Downhill Simplex


John_S
08-29-2010, 02:15 AM
I am trying to determine the constants for this nolinear
equation. This is my equation:

y = a+b*(1-exp(-t/c));

I have the vectors for y & t;

I want to solve for the constants a, b,c using downhillsimplex(not other method) from neumerical recipie and I want to know how I should define my input and the function in amoeba.
Thank you in advance.

jaje
08-29-2010, 03:09 AM
You are minimizing with respect to which norm? If this is a least-squares fit, I see no reason to insist on using Nelder-Mead instead of Levenberg-Marquardt.

Jan M.

John_S
08-29-2010, 11:38 AM
Thanks for the reply.I have used the levenberg marquardt and result is good but when my data are very noisy the result from levenberg marquardt is not very promissing then now I am keen to use this function as is more global.I appreciate any advice to help me to put the correct input in amoeba.

lim83
08-31-2010, 08:08 PM
hi john_s,

how did you use the LM routine? can you post your code up here? i would like to use LM too, but i do not know how to implement it.

thanks.

John_S
09-01-2010, 04:31 PM
NR::mrqmin(Vec_I_DP &x, Vec_I_DP &y, Vec_I_DP &sig, Vec_IO_DP &a,
Vec_I_BOOL &ia, Mat_O_DP &covar, Mat_O_DP &alpha, DP &chisq,
void funcs(const DP, Vec_I_DP &, DP &, Vec_O_DP &), DP &alamda)
in my case: x and y were the known parameters in the equation(for examole 4 point(x,y). Sig was a vector of 1.a is your intial guess and funcs is a function which you should put the first derivities of your unknown variables.
did you find about simplex?

lim83
09-01-2010, 09:22 PM
actually i realised i cannot use the LM algorithm after all, because my function is rather complicated and its not easy getting the derivatives.

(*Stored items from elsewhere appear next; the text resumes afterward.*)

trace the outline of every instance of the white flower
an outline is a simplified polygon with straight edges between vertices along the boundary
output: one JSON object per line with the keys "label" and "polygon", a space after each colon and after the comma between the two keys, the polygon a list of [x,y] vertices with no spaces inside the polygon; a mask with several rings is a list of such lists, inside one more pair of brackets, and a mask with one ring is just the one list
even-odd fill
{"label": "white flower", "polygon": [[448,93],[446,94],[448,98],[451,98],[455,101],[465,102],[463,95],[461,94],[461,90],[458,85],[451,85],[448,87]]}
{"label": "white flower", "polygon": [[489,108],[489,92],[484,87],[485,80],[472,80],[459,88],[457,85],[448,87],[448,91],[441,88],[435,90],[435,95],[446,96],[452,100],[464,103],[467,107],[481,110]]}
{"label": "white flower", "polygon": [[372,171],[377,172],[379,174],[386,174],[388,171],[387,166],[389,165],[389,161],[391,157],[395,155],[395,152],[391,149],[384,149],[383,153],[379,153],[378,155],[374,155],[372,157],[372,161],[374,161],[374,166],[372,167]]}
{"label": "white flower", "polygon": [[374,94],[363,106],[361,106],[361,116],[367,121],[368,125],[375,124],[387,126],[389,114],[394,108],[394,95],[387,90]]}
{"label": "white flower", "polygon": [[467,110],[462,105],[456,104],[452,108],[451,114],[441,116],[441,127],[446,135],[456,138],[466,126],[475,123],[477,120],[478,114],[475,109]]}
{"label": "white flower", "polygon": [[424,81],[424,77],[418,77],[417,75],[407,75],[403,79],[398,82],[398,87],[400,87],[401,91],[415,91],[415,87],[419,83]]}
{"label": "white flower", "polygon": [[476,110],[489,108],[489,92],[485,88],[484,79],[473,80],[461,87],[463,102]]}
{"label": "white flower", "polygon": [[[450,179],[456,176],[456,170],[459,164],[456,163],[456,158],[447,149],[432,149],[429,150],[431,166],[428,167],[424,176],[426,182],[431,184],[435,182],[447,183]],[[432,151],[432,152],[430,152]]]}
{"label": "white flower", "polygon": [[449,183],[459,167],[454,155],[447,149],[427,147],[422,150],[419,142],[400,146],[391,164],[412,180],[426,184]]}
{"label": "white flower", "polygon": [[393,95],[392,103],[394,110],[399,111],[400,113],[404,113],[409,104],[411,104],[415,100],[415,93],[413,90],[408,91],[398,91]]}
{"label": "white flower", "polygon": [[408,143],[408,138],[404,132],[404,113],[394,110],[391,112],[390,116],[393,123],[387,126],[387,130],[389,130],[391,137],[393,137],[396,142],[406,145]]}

i am still trying to figure out how to use amoeba.c. i have an example, though, and you might find this useful. it is as follows:



/* Driver for routine amoeba */

#include <stdio.h>
#include <math.h>
#define NRANSI
#include "nr.h"
#include "nrutil.h"

#define MP 4
#define NP 3
#define FTOL 1.0e-6

float func(float x[])
{
return 0.6-bessj0(SQR(x[1]-0.5)+SQR(x[2]-0.6)+SQR(x[3]-0.7));
}

int main(void)
{
int i,nfunc,j,ndim=NP;
float *x,*y,**p;

x=vector(1,NP);
y=vector(1,MP);
p=matrix(1,MP,1,NP);
for (i=1;i<=MP;i++) {
for (j=1;j<=NP;j++)
x[j]=p[i][j]=(i == (j+1) ? 1.0 : 0.0);
y[i]=func(x);
}
amoeba(p,y,ndim,FTOL,func,&nfunc);
printf("\nNumber of function evaluations: %3d\n",nfunc);
printf("Vertices of final 3-d simplex and\n");
printf("function values at the vertices:\n\n");
printf("%3s %10s %12s %12s %14s\n\n",
"i","x[i]","y[i]","z[i]","function");
for (i=1;i<=MP;i++) {
printf("%3d ",i);
for (j=1;j<=NP;j++) printf("%12.6f ",p[i][j]);
printf("%12.6f\n",y[i]);
}
printf("\nTrue minimum is at (0.5,0.6,0.7)\n");
free_matrix(p,1,MP,1,NP);
free_vector(y,1,MP);
free_vector(x,1,NP);
return 0;
}
#undef NRANSI


edit: if you know how to modify this and feed in your own model/data, pls let me know. thx

John_S
09-06-2010, 06:00 PM
Hi,
I think I figure out how to use downhill simplex. I set the funk to minimise the sum like:
sum+= (Yfrom my experimental[0-3inmycase] - Y from equation(with unknown values))* (Yfrom my experimental[L] - Y from equation(with unknown values))
p should be sets of your initial guesses for example if you have 3 parameters to fit you should have 4 set of guesses in the matrix p(4by3).the rest is similar to the example.